With that inspiration, my article took a different turn. Right in the direction of love and kindness.

Life is really like an onion, as Carl Sandburg wrote. My onion has a hard layer on top — I call that the shit that has been hurled in my direction. Peel away the flaky smelly green stuff, however, and suddenly it’s all sweetness — it is the people – my people – with a giant safety net. Lifting me up, making me whole again. It’s the beauty Jen wants us all to be.

Text after text. Baked goods and soup. A white board and a bell. A borrowed Peloton. A disc filled with movies. Flowers and balloons. A ten-course dinner of Greek food. A plastic screaming goat.

Telling me your problems like it was a normal day. Coming to visit and being kicked out when my pain became unbearable. Sitting with me when I couldn’t utter a word. Jumping in my bed so I didn’t have to move.  You were there, my little army. My friends. My family. You are the stem of my onion, the soft part in between. Your ability to help is endless; your idea of friendship is limitless.

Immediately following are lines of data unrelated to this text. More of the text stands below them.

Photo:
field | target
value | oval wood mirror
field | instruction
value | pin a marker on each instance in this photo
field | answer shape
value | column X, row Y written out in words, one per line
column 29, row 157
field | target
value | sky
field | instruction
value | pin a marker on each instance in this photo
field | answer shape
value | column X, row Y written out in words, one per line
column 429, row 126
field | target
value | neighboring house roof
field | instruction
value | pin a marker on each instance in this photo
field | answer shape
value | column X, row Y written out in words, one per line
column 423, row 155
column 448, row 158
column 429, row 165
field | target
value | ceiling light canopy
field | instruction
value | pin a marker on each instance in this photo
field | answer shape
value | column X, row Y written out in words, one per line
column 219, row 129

Before my two surgeries, I feared that the no-workout, no-speaking new normal would pull me into a rabbit hole. I have always been defined by both, in different ways.  I have also seen the inside of a rabbit hole, have you?  It’s a “pull the covers over the head and not see the light that the new day brings” kind of place. It’s a one-way ticket to a dusty dungeon. As The Boss says, it’s a deathtrap, a suicide rap.

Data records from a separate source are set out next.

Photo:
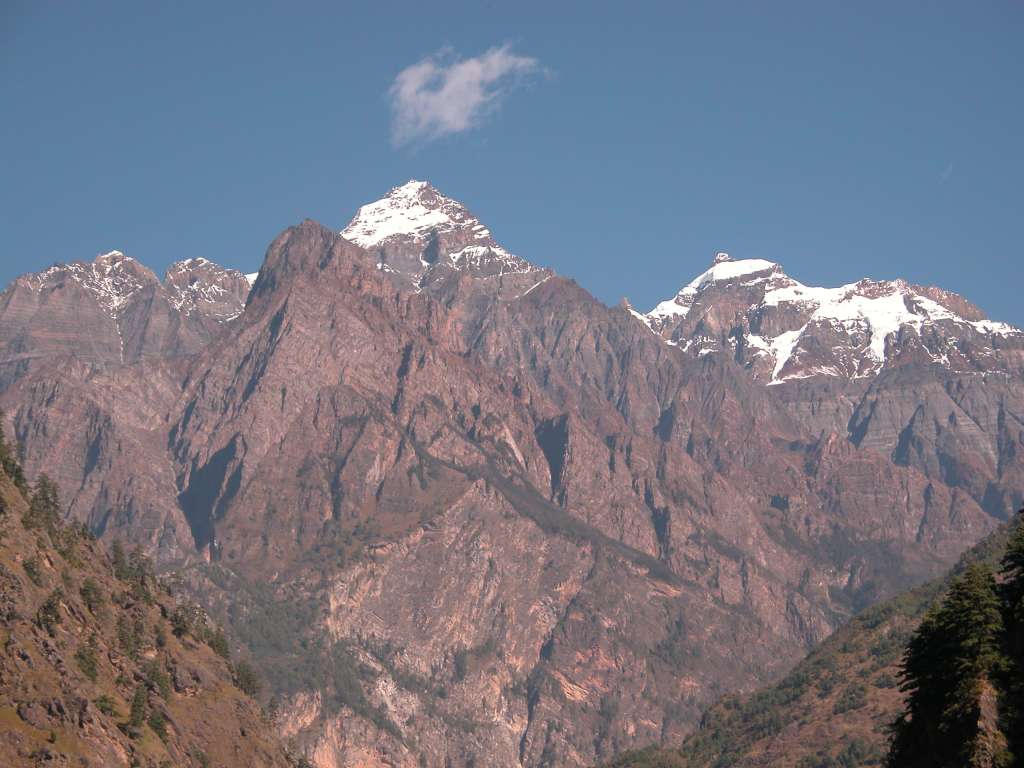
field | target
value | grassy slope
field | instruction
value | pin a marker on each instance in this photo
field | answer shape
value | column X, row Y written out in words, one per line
column 834, row 709
column 51, row 712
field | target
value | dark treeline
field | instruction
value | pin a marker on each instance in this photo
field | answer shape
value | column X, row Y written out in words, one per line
column 964, row 673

I was prepared and not prepared. I had pep talks with friends and with myself. Stacy knew it was coming and that we would communicate about Living The Second Act nonverbally and be just fine. I was ready but I wasn’t. The rabbit hole loomed. The ghosts of my complicated family and friends who had recklessly abandoned me threatened to visit in the darkness.

But the soldiers stood guard, never falling out of step. My children with their incredible capacity to love me through words, gestures and even flowers. My husband who held my hand in the hardest of moments, a mother-in-law who flew thousands of miles to make me pea soup and pudding. And my ridiculously unwavering army of friends whose ability to love and care, in sickness and health, is unparalleled.

I hope I never have to repay any of them for bringing this light into my darkness. I hope they remain healthy forever. If they ever do, however, I will light a torch so bright it will keep them from falling down the rabbit hole. I vow to be the beauty I now know they will desperately need.